The rise of satellite technology and electronic sensors has led to the generation of massive amounts of data on modern vessels, presenting opportunities to improve efficiencies and cut maintenance costs. Maersk has been among the frontrunners in pursuing the benefits.

Courtesy Maersk/Facebook

A recent report from Persistence Market Research, an analytics firm based in India, sees the most intensive adoption of big data in the maritime industry occurring first in Europe, where corporations are pursuing all kinds of “digitalization” initiatives with enthusiasm.
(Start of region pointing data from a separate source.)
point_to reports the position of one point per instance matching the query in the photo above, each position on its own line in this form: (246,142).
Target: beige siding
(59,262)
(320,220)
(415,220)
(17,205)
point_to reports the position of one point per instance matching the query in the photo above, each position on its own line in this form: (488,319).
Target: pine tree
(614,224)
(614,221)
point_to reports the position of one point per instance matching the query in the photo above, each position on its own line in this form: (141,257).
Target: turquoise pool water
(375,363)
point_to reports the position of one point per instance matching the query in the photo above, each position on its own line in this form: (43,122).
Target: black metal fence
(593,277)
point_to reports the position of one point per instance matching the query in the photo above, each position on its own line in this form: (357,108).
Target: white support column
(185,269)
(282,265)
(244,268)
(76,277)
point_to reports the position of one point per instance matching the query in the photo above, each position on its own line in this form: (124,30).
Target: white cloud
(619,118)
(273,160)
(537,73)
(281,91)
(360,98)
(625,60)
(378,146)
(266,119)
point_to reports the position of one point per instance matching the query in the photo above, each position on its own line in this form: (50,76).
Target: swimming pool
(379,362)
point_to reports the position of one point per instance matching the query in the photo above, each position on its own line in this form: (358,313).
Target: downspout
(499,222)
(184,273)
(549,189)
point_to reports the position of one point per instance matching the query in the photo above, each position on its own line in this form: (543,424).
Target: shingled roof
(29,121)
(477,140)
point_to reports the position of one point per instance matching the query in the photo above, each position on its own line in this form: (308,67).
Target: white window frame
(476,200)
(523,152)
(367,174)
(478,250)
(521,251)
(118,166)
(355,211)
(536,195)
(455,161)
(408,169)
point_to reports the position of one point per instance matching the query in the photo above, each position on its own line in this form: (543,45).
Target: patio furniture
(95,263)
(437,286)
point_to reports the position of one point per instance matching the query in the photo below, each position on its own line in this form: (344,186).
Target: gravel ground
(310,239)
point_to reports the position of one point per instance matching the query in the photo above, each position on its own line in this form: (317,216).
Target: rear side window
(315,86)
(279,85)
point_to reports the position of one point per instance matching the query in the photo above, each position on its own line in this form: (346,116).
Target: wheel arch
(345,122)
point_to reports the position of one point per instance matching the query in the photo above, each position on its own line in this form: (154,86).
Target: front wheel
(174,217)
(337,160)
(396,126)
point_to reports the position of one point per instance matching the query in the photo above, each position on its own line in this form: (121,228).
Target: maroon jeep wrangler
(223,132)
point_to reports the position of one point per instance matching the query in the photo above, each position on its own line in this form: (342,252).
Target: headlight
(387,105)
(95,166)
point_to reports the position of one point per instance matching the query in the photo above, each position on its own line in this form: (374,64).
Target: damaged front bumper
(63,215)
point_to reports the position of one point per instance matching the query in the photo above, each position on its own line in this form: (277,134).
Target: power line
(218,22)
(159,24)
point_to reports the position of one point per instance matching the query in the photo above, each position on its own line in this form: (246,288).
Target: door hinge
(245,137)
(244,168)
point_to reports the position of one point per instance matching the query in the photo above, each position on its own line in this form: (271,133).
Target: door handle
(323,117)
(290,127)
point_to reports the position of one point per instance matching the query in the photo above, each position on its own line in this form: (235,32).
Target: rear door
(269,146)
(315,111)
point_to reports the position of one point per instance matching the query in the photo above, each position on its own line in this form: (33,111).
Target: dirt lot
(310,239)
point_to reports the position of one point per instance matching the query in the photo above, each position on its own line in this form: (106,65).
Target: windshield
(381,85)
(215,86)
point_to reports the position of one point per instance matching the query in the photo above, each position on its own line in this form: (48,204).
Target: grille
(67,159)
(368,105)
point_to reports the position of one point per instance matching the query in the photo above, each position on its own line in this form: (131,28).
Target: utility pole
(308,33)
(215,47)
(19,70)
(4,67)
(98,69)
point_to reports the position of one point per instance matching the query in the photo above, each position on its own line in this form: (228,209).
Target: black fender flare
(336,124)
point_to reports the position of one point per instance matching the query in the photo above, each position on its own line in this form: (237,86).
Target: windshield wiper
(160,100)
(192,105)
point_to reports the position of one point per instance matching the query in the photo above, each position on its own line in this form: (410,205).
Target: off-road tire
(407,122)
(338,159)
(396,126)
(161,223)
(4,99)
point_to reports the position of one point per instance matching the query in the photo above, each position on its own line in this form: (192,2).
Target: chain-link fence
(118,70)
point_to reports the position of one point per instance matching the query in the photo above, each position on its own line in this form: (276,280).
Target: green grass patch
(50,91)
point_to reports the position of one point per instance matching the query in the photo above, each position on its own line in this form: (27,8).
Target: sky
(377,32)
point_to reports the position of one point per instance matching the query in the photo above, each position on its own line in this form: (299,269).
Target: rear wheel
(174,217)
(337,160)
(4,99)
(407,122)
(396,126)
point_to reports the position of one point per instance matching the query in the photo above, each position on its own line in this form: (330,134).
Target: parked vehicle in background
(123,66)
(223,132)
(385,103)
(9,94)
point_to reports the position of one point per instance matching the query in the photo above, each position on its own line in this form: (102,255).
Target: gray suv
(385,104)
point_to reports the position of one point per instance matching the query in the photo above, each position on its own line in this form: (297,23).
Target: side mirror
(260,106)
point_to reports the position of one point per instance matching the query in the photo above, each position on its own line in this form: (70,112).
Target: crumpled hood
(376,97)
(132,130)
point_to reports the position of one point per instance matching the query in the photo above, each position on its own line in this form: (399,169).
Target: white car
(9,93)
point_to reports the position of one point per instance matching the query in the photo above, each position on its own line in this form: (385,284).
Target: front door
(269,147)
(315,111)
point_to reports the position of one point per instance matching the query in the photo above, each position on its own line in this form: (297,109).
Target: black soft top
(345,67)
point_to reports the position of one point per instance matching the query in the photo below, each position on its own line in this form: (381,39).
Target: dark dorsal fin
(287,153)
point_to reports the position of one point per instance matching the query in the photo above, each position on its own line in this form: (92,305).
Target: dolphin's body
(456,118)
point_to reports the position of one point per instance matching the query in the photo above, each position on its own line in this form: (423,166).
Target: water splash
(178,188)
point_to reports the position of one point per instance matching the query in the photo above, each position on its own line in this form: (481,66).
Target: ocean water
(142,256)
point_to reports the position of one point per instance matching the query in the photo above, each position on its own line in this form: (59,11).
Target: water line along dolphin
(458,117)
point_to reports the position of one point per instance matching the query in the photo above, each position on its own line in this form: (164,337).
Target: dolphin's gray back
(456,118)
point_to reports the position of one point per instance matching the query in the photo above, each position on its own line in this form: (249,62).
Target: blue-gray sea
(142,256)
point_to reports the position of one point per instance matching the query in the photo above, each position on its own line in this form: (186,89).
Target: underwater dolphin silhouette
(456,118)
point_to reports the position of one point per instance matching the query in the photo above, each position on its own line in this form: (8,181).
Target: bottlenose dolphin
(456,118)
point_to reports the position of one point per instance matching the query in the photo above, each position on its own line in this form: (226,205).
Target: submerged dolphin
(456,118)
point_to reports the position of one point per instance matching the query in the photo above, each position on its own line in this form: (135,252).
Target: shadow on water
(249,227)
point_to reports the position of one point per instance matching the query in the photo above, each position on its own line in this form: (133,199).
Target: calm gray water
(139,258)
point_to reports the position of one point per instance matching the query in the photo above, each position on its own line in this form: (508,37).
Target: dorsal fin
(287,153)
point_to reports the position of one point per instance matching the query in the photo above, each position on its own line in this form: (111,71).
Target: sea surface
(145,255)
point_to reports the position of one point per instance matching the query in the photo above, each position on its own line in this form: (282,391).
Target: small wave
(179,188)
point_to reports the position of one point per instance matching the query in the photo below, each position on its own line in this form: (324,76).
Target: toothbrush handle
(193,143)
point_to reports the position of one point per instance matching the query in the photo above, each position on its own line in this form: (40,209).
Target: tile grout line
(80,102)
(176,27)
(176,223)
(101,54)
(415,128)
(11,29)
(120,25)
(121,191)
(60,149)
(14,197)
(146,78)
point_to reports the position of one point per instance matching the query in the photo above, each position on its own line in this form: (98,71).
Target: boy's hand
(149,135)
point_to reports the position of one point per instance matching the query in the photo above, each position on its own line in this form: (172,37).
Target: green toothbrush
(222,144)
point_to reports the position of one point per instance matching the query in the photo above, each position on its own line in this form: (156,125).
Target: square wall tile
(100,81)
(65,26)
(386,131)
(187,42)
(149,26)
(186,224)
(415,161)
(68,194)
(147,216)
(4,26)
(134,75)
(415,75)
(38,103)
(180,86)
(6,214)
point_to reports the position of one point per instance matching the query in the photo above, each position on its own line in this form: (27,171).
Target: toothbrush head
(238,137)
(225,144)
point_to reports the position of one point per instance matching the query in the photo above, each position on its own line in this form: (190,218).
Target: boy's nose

The report, “Maritime Big Data Market: Global Industry Trend Analysis 2012 to 2017 and Forecast 2017-2025,” notes that most of the maritime-focused big data vendors are based in Europe, including Maritime International Inc., Windward Ltd. and the Big Data Value Association. “Several other companies like Laros Inc. and Ericsson Inc. are also expanding their (offerings) in North America,” according to the report.

“Big data is of important value to large maritime operators, as it allows these cruise ship companies, large tanker and other fleet operators to work in coordination with their agents, ports and other communicating third parties by turning unstructured data into insightful information,” said Nivedita Upadhyay, a consultant at Persistence Market Research. This information can be related to security, the location of a ship, weather forecasts, behavior of ship equipment and other factors.

According to Upadhyay, maritime operators have realized the value of big data and have started entering into partnerships with technology providers in order to implement artificial intelligence.

For instance, she said, Fujitsu entered into a partnership in 2016 with ClassNK, an international ship classification society, to provide a maritime big data platform. The platform collects machine-based data such as engine information and weather information from ships at sea and helps operators forecast machine life and potential malfunctions. This can reduce the risk of system failures and also better align maintenance and repair activities with actual needs.

Smaller maritime operators are also moving toward the adoption of these technologies, but usually at a slower rate. “Only around 8 to 10 percent of smaller maritime operators are using these digitalization or big data technologies within their vessels,” Upadhyay said.

She attributed the slow adoption to the current high cost of implementation, which exceeds the budget for most smaller operators. Another reason is the lack of knowledge of the technologies and their benefits to shipping, she said. However, Upadhyay added that big data could be quite significant for smaller operators too, since it can provide the same kind of advantages it confers on larger operators.

“It allows them to move their vessels on time with real-time navigation, and helps them in emergency cases by providing information with the help of predictive analytics,” she said. Moreover, due to the availability of cloud-based platforms — which typically reduce the need for on-staff expertise and cut costs overall — it is expected that in the near future, smaller operators will adopt big data solutions more easily.

“We can say that smaller operators will definitely go in for cloud-based maritime big data offerings due to less cost and the ease of configuration,” Upadhyay said.

Larger maritime operators also sometimes prefer using cloud-based offerings. For instance, she noted, the classification society DNV GL has launched a big data maritime platform called Veracity. It is designed to provide security, predictive analysis and reduction in machine downtime, and improve real-time communication. “(Veracity) includes familiar Microsoft cloud technology so that more maritime companies can adopt the platform,” she said.

For his part, Puranik of Atlantic.net envisions smaller operators taking advantage of big data technology through a mixture of telemetrics, the cloud and cloud analytics.

Armed with this technology, he said smaller ship operators should be able to capture and analyze data like time in transit and variables that affect delivery quality — for example, the effect of storms compared to flat seas. Tracking of a vessel and comparing run times throughout the year to see if there is variability in cost or seasonality should allow operators “to adjust pricing to more accurately reflect costs,” he said.